Penjelasan lain mengatakan bahwa budaya adalah suatu cara hidup yang berkembang dan dimiliki bersama oleh sebuah kelompok orang dan diwariskan dari generasi ke generasi. Budaya terbentuk dari banyak unsur yang rumit, termasuk sistim agama dan politik, adat istiadat, bahasa, perkakas, pakaian, bangunan, dan karya seni.

Dari berbagai pengertian di atas, setiap kelompok masyarakat memiliki budayanya sendiri. Orang Nagekeo, memiliki budaya sendiri yang berbeda dari budaya orang Ende/Lio, orang Ngada, orang Manggarai, orang Jawa, orang Barat dan lain-lain. Budaya masing-masing kelompok ini, sesuai dengan wilayahnya disebut juga budaya daerah. Dan sejak kita sepakat membentuk Negara Kesatuan Republik Indonesia (NKRI) yang kita Proklamasikan pada tanggal 17 Agustus 1945, kita memiliki kebudayaan Nasional yang menurut Ki Hajar Dewantara adalah puncak-puncak kebudayaan Daerah.

 Berkaitan dengan pengertian buku gua dapat dijelaskan lebih lanjut bahwa aspek ritual adat, berhubungan dengan penghormatan terhadap Tuhan dan leluhur. Ada persembahan, ada doa adat dalam suasana religi, suasana sakral sampai kepada suasana mistik magis. Dalam ritual adat ada aturan, norma dan nilai tentang siapa yang melakukannya, apa yang harus dilakukan dan doa yang harus diucapkan. Tidak semua orang bisa melakukannya. Dalam setiap ili woe (suku) sudah ada aturannya masing-masing. Yang pasti adalah bahwa  orang yang dipercayakan melakukan ritual adat adalah orang dalam suku itu sendiri yang terseleksi secara alamiah dan telah melalui berbagai proses adat.

Aspek upacara adat berkaitan dengan susunan acara, pelaksanaan upacara adat dan pengaturan siapa-siapa yang terlibat di dalamnya baik sebagai peserta inti atau orang yang dilibatkan secara khusus. Sedangkan pesta adat menyangkut dengan kehadiran orang luar, ada tarian dan nyanyian baik yang dipentaskan maupun yang melibatkan orang banyak. Ada unsur biaya/anggaran, ada unsur hiburan dan ada unsur tontonan dan juga ada unsur penonton. Aspek ritual adat, aspek upacara adat dan aspek pesta adat dilakukan secara bersamaan.

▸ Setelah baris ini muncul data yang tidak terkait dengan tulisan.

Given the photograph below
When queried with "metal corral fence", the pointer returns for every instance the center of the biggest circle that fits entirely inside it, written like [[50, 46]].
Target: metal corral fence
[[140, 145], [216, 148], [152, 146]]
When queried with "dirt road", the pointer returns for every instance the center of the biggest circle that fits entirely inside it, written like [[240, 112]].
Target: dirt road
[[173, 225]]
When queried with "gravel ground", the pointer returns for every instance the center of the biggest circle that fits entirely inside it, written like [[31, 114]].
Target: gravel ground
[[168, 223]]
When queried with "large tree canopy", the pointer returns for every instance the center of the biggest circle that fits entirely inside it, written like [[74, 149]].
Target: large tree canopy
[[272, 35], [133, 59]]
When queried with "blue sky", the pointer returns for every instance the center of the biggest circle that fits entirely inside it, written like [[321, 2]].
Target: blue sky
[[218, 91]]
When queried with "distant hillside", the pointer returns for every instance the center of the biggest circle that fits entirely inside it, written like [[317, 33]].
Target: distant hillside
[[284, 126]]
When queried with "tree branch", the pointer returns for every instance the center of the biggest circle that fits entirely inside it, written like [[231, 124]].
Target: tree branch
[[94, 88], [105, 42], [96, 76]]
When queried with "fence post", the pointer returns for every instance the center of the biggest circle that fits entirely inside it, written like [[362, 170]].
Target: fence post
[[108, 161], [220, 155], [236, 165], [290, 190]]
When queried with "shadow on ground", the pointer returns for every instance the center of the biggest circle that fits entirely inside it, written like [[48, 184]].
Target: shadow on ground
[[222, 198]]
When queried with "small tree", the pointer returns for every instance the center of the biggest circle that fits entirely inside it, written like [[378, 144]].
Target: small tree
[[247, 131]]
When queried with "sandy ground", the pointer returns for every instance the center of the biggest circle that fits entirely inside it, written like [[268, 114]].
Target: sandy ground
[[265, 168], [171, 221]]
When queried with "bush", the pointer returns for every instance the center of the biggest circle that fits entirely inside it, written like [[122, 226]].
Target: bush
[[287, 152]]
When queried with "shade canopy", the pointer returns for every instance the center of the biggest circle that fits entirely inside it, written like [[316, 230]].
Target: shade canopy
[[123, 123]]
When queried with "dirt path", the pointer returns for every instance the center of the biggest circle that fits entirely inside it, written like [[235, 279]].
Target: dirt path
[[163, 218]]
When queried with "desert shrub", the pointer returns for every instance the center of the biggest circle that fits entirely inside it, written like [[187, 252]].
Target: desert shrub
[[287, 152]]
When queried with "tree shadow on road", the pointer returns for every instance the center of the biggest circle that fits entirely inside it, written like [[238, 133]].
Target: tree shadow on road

Buku gua tidak dilaksanakan setiap saat atau setiap waktu. Makanya ada ungkapan adat orang Nagekeo yang mengatakan “buku gua ne’e wula dala imu. Ungkapan ini mau mengatakan peristiwa adat tidak dibuat setiap saat dan sesuka hati tetapi ada waktunya sesuai dengan kalender adat yang sudah disepakati sejak dahulu kala. Kalender adat orang Nagekeo dihitung berdasarkan peredaran bulan sehingga ada tiga kelompok besar waktu berdasarkan peredaran bulan yaitu wula kesu (bulan baru muncul/bulan sabit), wula gili (bulan purnama) dan wula epa (bulan gelap). Selain itu juga ada perhitungan waktu berdasarkan aktifitas hidup manusia sepertiwula kota woka (waktunya bekerja), wula poke joki (musim tanam), wula keti  pui(waktu panen), wula seka ngoa(membersihkan kebun sesudah panen),wula moni neni (musim tontonan), wula teka kewo (mendirikan rumah), Wula to’a lako (berburu) dan kembali ke kota woka.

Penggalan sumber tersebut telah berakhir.